Дважды повторять не приходится. Девочки обеими руками «за».
Парковка находится в дикой дали от канала, и мы идем пешком, по пути прикалываясь над прохожими, и ржем во все горло. На пристани я говорю Рикки, чтобы он купил билеты для себя и Бетани, а я возьму на себя и Тару. Но, когда мы подходим к окошку кассы, я выдаю:
– Ой, подожди. Я забыл бумажник в машине. Балбес Рикки предлагает одолжить мне денег, но я отказываюсь:
– Нет, чувак. Идите вдвоем. Мне что-то не нравится, что мой бумажник лежит в машине на темной парковке. Встретимся тут через полчаса.
Он с подозрением косится на меня, но деваться ему некуда: трамвайчик вот-вот отойдет от пристани. Бетани хочет, чтобы Тара пошла с ними, но я хватаю ее за руку и говорю:
– Нет, ты со мной. Не хочу в одиночестве пилить до парковки.
Мы желаем им приятного путешествия, и трамвайчик отплывает. Они хорошо смотрятся вместе, даже несмотря на то, что Бетани на целых три дюйма выше Рикки. Когда трамвайчик отходит довольно далеко, я предлагаю Таре купить мороженого, и она восклицает:
– Думала, ты забыл бумажник в машине. На что я говорю:
– Только что вспомнил, что переложил его в другой карман.
Она оглядывает меня и усмехается.
– А ты коварный.
– Я не коварный. Я Купидон собственной персоной. Из них получается милая парочка, тебе не кажется?
– Ага, – говорит она, – кажется.
Мы идем за мороженым, но по дороге передумываем и решаем зайти в бар. Нам отказывают в четырех местах, и я решаю, что нам ничего не остается, как вернуться к машине, взять по паре пива и выпить в Ботаническом саду.
– А там не страшно ночью? – спрашивает Тара.
– Ты же со мной, – говорю я.
Я складываю банки в пластиковый пакет, и мы идем в сад. Здесь просто красота. И погода замечательная, как раз для легкой куртки. Сверху на нас смотрят городские огни, вес пива, оттягивающий руку, наполняет душу удовлетворением, как будто обещает кучу всяких приятностей впереди.

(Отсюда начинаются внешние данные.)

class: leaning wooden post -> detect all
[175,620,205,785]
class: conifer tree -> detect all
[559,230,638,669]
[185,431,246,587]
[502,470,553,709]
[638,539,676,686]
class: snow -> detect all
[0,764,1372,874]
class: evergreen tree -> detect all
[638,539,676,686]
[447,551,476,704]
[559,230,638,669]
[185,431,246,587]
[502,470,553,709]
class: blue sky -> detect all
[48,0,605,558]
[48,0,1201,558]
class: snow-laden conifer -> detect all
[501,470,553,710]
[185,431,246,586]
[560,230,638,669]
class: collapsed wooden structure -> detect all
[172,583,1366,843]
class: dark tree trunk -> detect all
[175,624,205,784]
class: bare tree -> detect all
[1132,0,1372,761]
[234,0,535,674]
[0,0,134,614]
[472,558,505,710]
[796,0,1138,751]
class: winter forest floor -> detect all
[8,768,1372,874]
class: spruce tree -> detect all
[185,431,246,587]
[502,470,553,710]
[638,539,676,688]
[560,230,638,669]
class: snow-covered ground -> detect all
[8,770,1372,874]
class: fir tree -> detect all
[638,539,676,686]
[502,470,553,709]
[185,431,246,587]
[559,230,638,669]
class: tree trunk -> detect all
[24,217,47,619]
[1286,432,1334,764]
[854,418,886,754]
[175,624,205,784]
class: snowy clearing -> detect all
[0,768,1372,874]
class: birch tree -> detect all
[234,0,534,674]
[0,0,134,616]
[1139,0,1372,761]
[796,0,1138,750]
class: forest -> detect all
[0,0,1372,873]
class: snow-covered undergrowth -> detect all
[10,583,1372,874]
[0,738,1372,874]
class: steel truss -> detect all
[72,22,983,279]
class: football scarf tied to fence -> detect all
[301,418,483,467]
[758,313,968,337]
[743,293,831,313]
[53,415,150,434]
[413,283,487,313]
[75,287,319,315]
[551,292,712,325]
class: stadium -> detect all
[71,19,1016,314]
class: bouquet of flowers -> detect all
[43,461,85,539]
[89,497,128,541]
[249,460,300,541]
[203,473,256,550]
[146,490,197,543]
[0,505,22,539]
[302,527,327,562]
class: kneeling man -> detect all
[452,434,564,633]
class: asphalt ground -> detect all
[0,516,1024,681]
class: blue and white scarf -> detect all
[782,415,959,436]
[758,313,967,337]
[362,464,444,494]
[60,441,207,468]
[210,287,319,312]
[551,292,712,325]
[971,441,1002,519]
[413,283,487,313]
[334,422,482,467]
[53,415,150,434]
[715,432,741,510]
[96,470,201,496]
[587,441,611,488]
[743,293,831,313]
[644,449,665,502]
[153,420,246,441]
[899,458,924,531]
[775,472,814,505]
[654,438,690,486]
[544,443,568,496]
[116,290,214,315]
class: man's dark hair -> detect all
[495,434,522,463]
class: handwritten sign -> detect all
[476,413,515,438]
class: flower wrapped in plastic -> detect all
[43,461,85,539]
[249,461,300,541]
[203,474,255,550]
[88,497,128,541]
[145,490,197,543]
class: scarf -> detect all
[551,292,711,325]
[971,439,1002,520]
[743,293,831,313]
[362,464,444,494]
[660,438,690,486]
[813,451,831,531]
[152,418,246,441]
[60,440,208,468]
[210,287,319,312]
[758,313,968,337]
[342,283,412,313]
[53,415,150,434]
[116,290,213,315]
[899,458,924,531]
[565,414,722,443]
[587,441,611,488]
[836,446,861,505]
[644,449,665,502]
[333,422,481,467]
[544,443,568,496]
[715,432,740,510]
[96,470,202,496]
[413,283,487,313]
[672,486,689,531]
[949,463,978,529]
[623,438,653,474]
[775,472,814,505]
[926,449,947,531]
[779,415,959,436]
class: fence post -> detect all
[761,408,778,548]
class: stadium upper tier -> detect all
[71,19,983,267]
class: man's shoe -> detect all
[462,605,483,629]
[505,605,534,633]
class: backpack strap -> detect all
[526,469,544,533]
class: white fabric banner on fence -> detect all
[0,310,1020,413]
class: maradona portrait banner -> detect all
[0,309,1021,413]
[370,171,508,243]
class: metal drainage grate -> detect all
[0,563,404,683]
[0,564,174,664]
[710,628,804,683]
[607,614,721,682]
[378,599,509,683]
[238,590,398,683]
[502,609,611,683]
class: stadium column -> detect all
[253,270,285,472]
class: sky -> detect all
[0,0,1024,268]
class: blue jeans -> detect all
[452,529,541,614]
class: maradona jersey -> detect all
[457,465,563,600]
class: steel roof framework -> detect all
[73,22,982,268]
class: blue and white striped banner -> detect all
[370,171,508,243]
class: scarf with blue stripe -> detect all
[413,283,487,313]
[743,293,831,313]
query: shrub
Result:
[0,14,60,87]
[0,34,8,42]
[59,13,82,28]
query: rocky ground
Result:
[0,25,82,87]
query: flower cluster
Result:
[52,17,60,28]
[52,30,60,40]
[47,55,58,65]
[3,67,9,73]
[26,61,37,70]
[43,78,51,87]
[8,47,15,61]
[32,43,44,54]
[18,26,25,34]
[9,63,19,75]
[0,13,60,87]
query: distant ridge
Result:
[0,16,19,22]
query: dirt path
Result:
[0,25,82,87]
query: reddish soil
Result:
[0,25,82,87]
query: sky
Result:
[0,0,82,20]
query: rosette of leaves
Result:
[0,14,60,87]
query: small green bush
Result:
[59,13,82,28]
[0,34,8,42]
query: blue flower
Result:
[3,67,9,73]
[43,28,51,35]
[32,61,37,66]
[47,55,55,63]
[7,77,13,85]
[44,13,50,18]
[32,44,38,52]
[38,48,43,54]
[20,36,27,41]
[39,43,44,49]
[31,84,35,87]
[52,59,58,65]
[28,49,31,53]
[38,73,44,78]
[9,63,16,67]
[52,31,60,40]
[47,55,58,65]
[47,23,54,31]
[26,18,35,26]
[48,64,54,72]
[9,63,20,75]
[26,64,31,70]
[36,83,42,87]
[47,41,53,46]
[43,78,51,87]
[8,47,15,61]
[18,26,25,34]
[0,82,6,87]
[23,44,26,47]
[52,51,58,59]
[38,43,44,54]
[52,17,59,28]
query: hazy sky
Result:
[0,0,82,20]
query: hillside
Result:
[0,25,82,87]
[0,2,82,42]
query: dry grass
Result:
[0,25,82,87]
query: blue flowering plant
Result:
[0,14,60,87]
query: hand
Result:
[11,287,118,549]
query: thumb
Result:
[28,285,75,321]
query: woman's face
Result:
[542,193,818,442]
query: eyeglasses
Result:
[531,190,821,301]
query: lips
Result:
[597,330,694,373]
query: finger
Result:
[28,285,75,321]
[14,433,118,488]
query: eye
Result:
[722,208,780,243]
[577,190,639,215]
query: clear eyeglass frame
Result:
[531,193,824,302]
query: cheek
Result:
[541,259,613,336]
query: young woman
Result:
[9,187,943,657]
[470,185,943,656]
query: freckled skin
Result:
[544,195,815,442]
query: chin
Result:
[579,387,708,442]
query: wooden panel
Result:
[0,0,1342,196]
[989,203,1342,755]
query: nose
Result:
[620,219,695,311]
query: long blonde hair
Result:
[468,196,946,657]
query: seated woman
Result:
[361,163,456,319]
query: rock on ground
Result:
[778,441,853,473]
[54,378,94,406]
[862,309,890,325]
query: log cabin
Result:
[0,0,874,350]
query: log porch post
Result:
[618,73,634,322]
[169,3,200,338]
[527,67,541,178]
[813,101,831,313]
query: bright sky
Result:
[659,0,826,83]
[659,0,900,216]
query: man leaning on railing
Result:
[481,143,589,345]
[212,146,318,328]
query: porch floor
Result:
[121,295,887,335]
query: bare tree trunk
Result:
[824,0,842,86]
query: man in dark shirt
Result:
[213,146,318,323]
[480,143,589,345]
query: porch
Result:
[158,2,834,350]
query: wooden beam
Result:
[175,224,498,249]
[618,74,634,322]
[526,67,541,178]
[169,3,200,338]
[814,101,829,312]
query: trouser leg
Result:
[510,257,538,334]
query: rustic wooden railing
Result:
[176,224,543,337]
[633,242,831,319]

Единственный недостаток в Ботаническом саду – то, что вечером здесь можно напороться на бомжа. Мы и напарываемся. Тара вцепляется мне в руку и прячется мне за спину. Однако этот тип выглядит совсем не страшным. Одет он типично: вытертая бейсболка, грязные, давно не стиранные, штаны и куртка из секонд-хенда. Его лицо будто сделано из кожи старой кетчерской перчатки.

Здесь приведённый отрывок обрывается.